Sen. Rand Paul (R-KY) has endured brutal criticism–media fact checkers, reporters, and political figures have shredded him–for questioning just who McCain posed with.
But a closer look at the situation tells perhaps a different story than McCain’s office or the mainstream media have pushed.
The criticism of McCain centers around how the Arizona senator met with Syrian rebel leaders in May 2013 when he visited the country. McCain posed for photographs with those people, and since then rumors have sprouted up across the Internet that he met with ISIS or some other terrorist kidnappers or nefarious forces.
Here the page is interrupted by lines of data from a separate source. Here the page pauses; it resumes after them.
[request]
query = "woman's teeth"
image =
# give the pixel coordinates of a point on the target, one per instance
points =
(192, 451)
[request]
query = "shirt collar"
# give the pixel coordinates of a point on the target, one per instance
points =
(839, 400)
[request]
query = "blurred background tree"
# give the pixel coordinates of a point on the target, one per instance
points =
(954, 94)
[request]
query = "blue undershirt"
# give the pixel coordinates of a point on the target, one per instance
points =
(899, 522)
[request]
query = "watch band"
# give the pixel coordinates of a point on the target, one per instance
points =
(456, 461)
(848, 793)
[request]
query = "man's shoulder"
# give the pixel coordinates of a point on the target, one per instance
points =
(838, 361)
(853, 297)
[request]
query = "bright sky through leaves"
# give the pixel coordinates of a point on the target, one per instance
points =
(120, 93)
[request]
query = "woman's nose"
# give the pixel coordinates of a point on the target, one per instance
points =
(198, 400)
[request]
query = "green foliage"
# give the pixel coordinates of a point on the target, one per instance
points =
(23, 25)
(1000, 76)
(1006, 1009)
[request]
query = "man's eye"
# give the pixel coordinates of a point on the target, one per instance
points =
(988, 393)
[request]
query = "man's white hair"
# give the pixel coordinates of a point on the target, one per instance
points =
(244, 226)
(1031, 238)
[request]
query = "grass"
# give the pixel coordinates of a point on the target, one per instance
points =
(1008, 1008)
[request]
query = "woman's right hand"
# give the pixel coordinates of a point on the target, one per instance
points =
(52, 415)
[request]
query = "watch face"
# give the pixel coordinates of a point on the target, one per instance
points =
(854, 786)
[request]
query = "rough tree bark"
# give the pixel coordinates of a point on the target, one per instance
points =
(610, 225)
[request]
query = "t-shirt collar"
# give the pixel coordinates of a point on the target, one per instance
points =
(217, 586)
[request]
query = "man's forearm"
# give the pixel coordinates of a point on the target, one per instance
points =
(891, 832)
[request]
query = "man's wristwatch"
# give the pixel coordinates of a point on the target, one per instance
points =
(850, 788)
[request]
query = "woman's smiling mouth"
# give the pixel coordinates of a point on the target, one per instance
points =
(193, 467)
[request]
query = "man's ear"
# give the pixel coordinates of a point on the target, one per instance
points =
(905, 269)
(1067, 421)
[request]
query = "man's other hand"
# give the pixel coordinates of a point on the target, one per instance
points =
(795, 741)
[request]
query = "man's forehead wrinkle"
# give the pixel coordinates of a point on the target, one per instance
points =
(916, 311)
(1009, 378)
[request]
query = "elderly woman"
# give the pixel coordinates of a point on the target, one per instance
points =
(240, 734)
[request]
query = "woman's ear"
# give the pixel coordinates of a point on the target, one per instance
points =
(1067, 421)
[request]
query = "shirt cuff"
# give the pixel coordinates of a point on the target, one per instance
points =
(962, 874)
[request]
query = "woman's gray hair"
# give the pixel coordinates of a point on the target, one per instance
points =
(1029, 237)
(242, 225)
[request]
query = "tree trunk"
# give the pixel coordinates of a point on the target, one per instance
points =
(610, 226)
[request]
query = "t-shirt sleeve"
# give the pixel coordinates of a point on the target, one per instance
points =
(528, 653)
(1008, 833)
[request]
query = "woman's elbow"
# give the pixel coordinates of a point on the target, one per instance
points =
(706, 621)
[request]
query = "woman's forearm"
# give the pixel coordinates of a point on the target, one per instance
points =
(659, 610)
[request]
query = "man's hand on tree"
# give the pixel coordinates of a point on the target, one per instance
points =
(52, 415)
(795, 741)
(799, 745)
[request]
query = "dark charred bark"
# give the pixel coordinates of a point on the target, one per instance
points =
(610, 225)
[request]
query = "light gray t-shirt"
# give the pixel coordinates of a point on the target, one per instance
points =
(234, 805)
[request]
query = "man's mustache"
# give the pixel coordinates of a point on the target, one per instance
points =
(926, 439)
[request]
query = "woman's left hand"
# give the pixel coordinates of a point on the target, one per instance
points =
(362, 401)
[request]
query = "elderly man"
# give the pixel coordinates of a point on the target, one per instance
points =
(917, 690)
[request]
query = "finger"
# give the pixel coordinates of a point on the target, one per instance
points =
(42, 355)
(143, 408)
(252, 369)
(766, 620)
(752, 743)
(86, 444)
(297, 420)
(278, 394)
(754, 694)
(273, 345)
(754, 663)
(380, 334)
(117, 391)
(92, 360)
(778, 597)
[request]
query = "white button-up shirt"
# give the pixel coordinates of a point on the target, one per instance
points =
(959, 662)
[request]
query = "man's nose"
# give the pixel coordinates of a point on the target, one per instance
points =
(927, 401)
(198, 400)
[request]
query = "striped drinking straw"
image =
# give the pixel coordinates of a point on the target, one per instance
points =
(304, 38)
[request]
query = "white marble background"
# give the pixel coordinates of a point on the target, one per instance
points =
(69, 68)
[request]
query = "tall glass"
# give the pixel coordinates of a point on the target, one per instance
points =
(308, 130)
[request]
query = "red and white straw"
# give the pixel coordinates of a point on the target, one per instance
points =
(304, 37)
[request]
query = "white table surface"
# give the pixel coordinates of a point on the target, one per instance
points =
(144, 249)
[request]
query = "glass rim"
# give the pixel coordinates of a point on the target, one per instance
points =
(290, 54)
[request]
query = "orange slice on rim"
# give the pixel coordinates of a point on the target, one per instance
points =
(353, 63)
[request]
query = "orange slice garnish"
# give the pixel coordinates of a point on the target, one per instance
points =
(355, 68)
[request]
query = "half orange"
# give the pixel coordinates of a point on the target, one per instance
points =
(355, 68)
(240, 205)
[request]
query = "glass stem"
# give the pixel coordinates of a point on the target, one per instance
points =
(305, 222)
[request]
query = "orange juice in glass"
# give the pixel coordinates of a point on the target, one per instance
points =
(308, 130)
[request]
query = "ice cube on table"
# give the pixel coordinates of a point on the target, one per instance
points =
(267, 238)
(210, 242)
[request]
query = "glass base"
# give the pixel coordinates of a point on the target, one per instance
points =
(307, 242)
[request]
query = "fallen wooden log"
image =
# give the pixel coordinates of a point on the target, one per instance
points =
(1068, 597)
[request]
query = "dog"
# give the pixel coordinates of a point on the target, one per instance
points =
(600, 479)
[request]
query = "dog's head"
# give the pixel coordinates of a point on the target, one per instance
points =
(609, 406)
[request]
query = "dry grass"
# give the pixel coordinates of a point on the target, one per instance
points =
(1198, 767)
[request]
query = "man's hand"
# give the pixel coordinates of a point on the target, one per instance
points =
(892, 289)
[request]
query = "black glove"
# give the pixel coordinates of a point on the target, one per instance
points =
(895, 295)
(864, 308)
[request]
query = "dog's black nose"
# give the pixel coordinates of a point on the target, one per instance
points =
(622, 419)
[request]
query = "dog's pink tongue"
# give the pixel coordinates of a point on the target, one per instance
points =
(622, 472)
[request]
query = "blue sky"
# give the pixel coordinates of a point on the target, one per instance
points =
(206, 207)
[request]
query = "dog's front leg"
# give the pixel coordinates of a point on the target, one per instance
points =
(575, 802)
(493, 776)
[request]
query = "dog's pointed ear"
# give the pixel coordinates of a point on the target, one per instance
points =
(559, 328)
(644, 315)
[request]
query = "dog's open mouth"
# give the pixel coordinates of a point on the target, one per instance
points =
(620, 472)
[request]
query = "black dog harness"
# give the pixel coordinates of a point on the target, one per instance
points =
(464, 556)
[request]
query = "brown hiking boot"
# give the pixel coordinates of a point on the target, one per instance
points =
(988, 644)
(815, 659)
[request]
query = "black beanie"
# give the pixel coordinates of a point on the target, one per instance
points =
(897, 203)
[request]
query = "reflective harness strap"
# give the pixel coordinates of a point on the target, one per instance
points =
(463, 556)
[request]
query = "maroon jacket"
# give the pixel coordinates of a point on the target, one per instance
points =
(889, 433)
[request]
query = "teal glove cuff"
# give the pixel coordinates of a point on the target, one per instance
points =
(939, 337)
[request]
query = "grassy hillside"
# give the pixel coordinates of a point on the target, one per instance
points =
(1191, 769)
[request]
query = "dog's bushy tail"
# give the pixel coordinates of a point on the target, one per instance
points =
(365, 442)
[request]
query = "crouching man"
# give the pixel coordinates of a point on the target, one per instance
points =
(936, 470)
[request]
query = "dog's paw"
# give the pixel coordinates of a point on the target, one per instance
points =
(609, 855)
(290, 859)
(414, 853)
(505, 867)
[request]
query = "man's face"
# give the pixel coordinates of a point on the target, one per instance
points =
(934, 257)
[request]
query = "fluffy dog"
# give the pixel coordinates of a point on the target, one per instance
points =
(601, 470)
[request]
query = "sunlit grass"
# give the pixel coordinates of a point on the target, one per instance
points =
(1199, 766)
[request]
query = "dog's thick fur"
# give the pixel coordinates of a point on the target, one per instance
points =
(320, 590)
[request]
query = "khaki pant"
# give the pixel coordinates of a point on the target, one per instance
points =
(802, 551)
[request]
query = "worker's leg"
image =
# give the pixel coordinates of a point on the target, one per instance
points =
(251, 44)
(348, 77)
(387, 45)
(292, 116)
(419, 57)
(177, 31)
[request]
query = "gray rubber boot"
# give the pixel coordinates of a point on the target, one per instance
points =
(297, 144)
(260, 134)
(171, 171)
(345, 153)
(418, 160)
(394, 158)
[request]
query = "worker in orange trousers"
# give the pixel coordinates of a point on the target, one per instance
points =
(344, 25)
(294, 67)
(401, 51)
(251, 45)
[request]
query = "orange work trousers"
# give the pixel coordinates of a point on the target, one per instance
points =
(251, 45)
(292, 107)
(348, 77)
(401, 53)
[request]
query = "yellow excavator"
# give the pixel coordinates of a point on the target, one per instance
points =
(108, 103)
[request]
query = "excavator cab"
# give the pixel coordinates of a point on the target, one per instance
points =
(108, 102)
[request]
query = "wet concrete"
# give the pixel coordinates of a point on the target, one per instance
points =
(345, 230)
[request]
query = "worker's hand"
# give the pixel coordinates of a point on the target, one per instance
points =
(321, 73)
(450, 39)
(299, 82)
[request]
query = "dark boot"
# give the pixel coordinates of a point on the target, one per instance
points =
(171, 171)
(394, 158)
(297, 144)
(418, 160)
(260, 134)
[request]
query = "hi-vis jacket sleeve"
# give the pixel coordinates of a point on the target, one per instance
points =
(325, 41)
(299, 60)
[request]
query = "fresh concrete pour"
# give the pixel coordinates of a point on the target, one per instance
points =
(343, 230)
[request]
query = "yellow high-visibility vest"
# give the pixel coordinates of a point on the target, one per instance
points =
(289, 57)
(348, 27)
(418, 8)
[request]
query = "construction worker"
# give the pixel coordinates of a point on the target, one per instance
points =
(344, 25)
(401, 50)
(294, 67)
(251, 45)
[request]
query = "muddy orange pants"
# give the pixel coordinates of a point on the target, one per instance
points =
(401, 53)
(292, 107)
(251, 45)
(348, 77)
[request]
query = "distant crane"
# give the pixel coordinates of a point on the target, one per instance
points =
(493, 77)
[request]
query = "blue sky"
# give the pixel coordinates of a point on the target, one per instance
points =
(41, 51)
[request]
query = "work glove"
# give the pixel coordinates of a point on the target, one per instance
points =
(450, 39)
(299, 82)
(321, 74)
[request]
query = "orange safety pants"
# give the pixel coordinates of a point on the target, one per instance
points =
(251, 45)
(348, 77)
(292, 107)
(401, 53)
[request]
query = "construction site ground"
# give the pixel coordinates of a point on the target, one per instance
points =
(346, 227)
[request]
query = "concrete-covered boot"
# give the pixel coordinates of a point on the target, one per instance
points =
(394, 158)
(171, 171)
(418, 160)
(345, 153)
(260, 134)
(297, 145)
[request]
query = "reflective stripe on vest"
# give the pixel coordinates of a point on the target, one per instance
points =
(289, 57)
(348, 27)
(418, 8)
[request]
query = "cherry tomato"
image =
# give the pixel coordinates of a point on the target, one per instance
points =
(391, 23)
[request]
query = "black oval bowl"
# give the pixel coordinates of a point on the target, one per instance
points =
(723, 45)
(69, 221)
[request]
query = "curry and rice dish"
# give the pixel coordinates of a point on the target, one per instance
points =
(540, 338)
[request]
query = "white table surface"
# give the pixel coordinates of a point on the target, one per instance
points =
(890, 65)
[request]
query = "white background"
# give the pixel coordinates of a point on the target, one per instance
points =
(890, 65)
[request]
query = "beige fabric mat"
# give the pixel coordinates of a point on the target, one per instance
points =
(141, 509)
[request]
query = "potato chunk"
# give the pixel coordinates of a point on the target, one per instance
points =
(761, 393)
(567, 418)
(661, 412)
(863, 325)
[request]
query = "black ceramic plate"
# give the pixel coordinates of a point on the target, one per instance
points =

“The people in the pictures with Senator McCain in Syria included General Salim Idris, then-Chief of Staff of the Supreme Military Command of the Free Syrian Army (FSA), Mouaz Moustafa, the Executive Director of the DC-based Syrian Emergency Task Force (which supports the moderate opposition and helped arrange some of the trip), and fighters and commanders from the Northern Storm Brigade, a FSA-aligned group,” McCain’s spokesman Brian Rogers told Breitbart News.
Rogers said that the senator and his team aren’t naming the “fighters and commanders from the Northern Storm Brigade, a FSA-aligned group,” because “ISIS actually threatened to kill them all, and we don’t want to put their lives at risk.” Rogers provided Breitbart News with a link to the ISIS threat to those fighters.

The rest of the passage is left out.